# Finally!



## Frizzle (Oct 6, 2011)

Having not bred in a long time, I was excited to see how this latest pairing would go. And low and behold, I got what I was asking for! This is the first charlie I've gotten pigment in the middle region and I'm just tickled pink! I haven't picked out a name, but it will probably revolve around and April 1st theme.

I will keep her based on pigment alone.









And pick one of her sisters based on other features.


----------



## Seafolly (Mar 13, 2012)

Thrilled to see you posting here again!  Lovely babies. Excuse my ignorance, but what makes the middle colouration ideal? I've only dealt with pied and self so I'm new to this.


----------



## TwitchingWhiskers (Feb 2, 2013)

They are stunning! They almost look like variegateds to me. :lol: I have the same question as Seafolly, I've never had banded anything, just bt.


----------



## Frizzle (Oct 6, 2011)

Seafolly said:


> Thrilled to see you posting here again!  Lovely babies. Excuse my ignorance, but what makes the middle colouration ideal? I've only dealt with pied and self so I'm new to this.
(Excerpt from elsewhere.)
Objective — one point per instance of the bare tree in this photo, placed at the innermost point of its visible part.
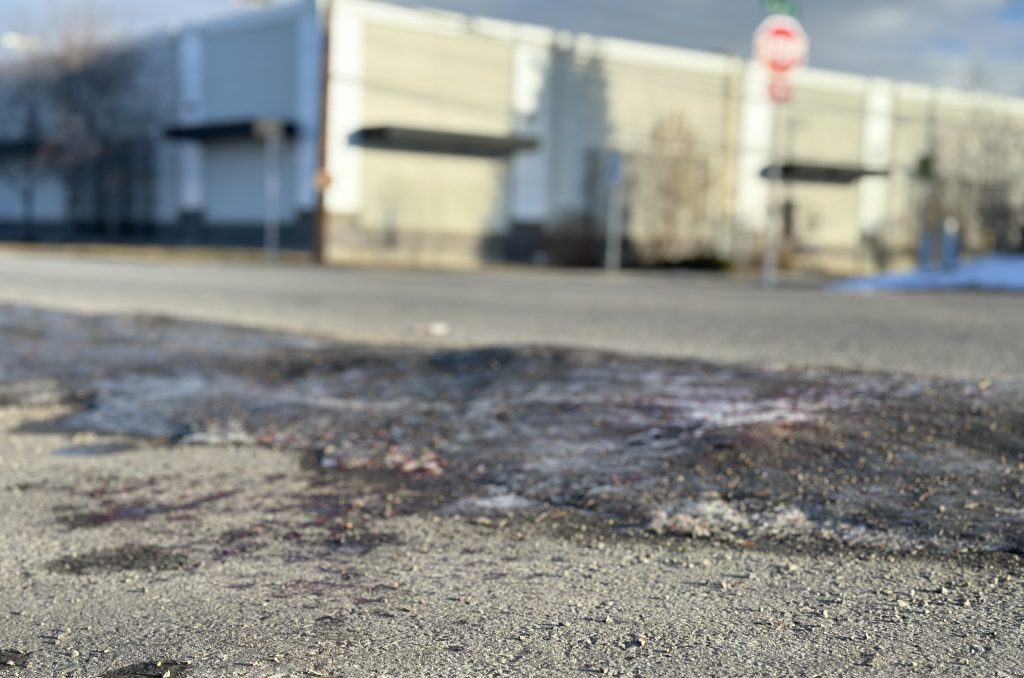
(980, 180)
(672, 181)
(80, 112)
(25, 155)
Lol, they are only ideal to me. : 3 Charlies are usually culled unless a breeder is low in numbers, since banded is heterozygously dominant. It makes me feel like an explorer, I don't think much has been done with them, save breeds for BEWs. I was just playing with the variety to see if I _could_ get more pigment on a mouse that wants to be white.



TwitchingWhiskers said:


> They are stunning! They almost look like variegateds to me. :lol: I have the same question as Seafolly, I've never had banded anything, just bt.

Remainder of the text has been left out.